NZ – How do you feel about the future of electric racing?
JJ – I think the future of electric racing is already here. The fastest outright time for a motorcycle this year was an electric limited build, almost prototype class bike, ultra performance. It shows that the technology is here. I think we showed that even the production electric bikes you can buy from a dealership, like Hollywood Electrics have the potential to be serious contenders. I think next year is looking really good for electrics. To my knowledge, this was the first time that a production electric motorcycle had been raced to the summit of Pikes Peak. When we got to the top, I was already talking with Jeff Clark about how to make changes for a stronger run next year.
NZ – This year was the year of the electric motorcycle at Pikes Peak, any anecdotes you would like to share with CarNewsCafe?

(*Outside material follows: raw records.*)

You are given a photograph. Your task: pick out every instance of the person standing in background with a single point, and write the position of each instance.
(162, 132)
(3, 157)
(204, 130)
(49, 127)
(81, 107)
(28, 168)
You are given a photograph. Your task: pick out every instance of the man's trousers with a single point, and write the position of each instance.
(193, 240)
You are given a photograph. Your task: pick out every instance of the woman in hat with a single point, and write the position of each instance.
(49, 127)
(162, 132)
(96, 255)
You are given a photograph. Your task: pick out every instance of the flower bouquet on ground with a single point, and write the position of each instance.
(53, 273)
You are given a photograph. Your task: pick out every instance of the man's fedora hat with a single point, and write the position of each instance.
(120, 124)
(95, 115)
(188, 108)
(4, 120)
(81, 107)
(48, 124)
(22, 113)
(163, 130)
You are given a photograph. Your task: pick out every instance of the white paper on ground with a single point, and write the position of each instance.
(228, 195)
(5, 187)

JJ – I was honestly really amazed at how much performance we were able to get out of these production bikes. We definitely out performed the bike that was getting a lot of pre-race media attention as being an electric “Superbike”. Considering that I was running at only 50% power and had over half of my battery capacity left at the end of the race, I’m seeing huge potential with these Zero Motorcycles. We found the limit of a few components, but that’s what racing is for. We didn’t have any mechanical failures on any of the Zero motorcycles. The bike’s circuitry kicked in to protect it from causing any harm to the system. Now that we know the limits, it’s time to make those components even stronger. I am really looking forward to being able to run the bike at 100% power and giving the gas bikes a real run for their money next time.
NZ – Lastly, what races are you looking forward to this year? Is endurance something you are working on?

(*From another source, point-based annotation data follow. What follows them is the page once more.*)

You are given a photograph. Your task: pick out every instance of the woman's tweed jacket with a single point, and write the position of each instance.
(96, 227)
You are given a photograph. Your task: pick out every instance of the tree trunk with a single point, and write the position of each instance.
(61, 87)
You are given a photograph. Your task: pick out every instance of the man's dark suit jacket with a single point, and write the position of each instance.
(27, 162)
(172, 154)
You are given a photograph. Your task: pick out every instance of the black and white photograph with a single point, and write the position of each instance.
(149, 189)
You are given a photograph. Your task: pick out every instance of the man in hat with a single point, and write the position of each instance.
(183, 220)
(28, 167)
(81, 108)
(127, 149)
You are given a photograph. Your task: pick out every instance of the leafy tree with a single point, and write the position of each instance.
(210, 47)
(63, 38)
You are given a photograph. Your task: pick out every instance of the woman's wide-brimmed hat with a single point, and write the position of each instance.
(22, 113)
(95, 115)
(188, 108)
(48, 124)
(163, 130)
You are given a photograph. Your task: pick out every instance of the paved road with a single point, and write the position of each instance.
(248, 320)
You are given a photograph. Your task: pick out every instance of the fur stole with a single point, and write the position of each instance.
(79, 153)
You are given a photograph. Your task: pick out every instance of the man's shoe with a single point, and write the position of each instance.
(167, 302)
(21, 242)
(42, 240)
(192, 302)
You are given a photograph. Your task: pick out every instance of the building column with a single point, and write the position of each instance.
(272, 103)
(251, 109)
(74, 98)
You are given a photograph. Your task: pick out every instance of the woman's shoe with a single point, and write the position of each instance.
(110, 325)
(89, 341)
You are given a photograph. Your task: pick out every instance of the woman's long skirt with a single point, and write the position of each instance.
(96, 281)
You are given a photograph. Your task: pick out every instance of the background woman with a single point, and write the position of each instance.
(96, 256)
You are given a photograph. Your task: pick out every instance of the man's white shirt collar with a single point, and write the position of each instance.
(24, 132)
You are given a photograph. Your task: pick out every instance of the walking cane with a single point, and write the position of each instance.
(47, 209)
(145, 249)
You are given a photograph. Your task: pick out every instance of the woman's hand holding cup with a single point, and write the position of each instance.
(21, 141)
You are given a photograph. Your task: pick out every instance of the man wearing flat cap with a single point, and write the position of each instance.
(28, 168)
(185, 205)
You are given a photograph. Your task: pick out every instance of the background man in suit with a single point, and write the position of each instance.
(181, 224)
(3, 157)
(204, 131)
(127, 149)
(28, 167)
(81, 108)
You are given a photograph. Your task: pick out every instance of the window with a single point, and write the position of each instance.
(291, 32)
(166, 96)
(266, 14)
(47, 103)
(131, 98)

JJ – I’m a road racer, so I’m really looking forward to the eRoadRacing series on some closed course race tracks. Laguna Seca is always a huge event with the MotoGP boys, and it is always good fun to see all my AMA race friends. I’m really looking forward to racing the electrics at Indianapolis. I’ve already raced there before, but this is the first time that electric motorcycles will race there. I’m always stoked to be part of the first to do something. The one I’m looking forward to the most would have to be the World Final. Part of my goal in racing is to race on as many different tracks as I can, 27 so far. I’ve already raced at all the major tracks in America, so naturally my next step is to race on a track outside of the US.

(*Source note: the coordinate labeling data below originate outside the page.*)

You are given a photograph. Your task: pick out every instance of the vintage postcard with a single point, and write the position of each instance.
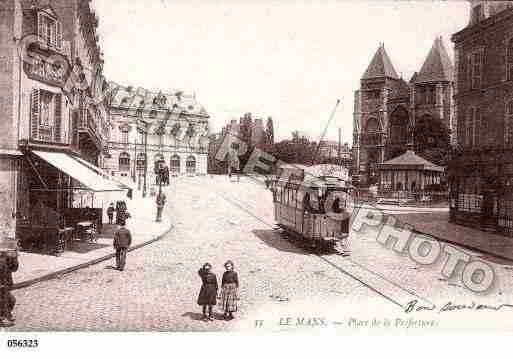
(255, 167)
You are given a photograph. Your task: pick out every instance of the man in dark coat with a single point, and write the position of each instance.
(161, 201)
(110, 212)
(8, 265)
(122, 241)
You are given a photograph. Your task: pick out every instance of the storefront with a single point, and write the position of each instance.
(57, 191)
(481, 190)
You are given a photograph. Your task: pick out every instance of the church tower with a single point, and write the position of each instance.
(481, 10)
(433, 88)
(370, 121)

As far as endurance racing, I really like endurance racing. I’ve done quite a few endurance races with the gas bikes. And we’ve actually already done an endurance race this year with a Zero Electric motorcycle. We were able to swap out our batteries faster than the other teams were able to fill their gas tanks, so I think we actually have an advantage over gas bikes in endurance racing. If there was an opportunity to do more electric endurance racing, I would definitely be up for twisting the grip for that.
Jeremiah Johnson is part of a new motorcycle racing era who has switched to electric motorcycles. His enthusiasm is communicative. I hope you enjoyed this interview with Jeremiah Johnson racing at Pikes Peak in 2013 with his Zero Motorcycles, as much as I did.